When Barack Obama ran for president in 2008, he said, in ways both explicit and implicit, that we could transcend what divided us -- our racial, religious, geographic, or political differences -- and unite in a common national purpose. This rubbed some people the wrong way. Some found it naïve, some even found it cynical.
But whatever else you might say about all that happy talk, even conservatives would have to admit that it appealed to our better natures. We'd all like to believe that even if it doesn't happen very often, we should aspire to find our commonalities, allow our diversity to make us a stronger country, and treat each other with respect even when we disagree. Don't we believe that?
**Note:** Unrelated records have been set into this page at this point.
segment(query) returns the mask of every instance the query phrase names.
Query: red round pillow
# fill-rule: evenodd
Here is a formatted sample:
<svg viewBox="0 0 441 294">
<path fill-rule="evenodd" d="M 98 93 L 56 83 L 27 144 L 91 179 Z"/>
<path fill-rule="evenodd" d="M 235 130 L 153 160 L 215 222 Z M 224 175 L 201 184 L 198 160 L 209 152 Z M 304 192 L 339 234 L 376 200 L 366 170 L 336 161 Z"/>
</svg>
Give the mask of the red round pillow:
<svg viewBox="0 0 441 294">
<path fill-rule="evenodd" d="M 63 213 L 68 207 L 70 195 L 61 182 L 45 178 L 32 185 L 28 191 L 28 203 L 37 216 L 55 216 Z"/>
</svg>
Just something to think about, as the people who like to call themselves "the party of Lincoln" undertake as their latest cause the repeal of the 14th Amendment, so that we might deny citizenship to children born in America based on the immigration status of their parents. This happens while they argue that freedom of religion ought not extend to Muslims, race-baiting has become endemic on their favored media outlets, a recent CNN poll found that only 23 percent of Republicans believe their president was definitely born in the U.S, and the most dynamic leader in the GOP centers her appeal on the division between the people she calls "real Americans" and the rest of us.
None of these developments, taken individually, represents something new in American politics. But I can't remember when a political movement worked as hard on as many different fronts to appeal to what's worst in all of us.
And as usual, they'll probably be rewarded for it at the polls.